Winter in Acadia

Posted Dec. 07, 2008, at 7:58 p.m.

It won’t be winter until Dec. 21, but it already feels like winter in Acadia National Park. The summer crowds are long gone, the entrance fees are no longer charged, the Park Loop Road is mostly closed to automobiles, and it’s too chilly for a picnic. Still, the Ocean Drive portion remains open past Thunder Hole, and it’s a great place for a drive or a hike.

Among the many trails in the park, the one along Ocean Drive is a special treat. To get there from Bar Harbor, drive out Main Street toward The Jackson Laboratory, turn left at the closed little restaurant just short of the lab, turn right at the first stop sign, and proceed into the park.

The trail along the shore provides wonderful sights and sounds. You get continual views of the ocean, with ducks and geese diving for fish as the winter sun glitters on the waves. Look closely and you may spot lobster boats, some appearing as tiny dots on the horizon, as the lobstermen extend a tough season to make a living against costly bait and fuel and a record low boat price for their catch.

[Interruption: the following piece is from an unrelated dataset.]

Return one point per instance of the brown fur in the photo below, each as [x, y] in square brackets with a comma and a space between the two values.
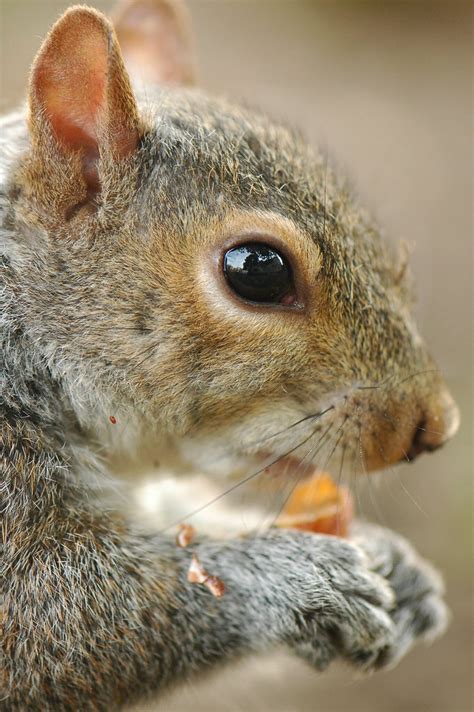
[116, 214]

As for sounds, there’s the crash of the surf, the tap-tap-tap of the woodpeckers, and the guttural knock-knock-knock of the rocks as the rush of the waves rolls them against one another to make new round popplestones.

The trail is an easy one, except for a stretch where a storm has eroded the otherwise smooth gravel. Park maintenance workers will fix it in the spring, just as they repaired another section last year, digging a trench alongside and some “thank you ma’ams,” dips and mounds to divert runoff water and prevent erosion of the trail.

If there are wet spots, remember a park trail specialist’s advice to slog right through without tramping on the grass growing at the trailside.

After a mile or so, you will climb to Otter Cliff, a favorite lookout spot. The trail goes on until it joins the closed Loop Road and continues to a parking lot with year-round restrooms. It’s a short walk back past Thunder Hole to your car.

When snow comes, the trail will be covered, but that part of Ocean Drive will remain open, and the park keeps it plowed and thoughtfully sands icy stretches. It nudges the snow onto the ocean side of the pavement to make a path for snowmobilers.

That’s for later, when the real winter sets in. Then the carriage roads will remain open for hikers, and they will be groomed for skiers.

Year-round, Acadia is worth a visit.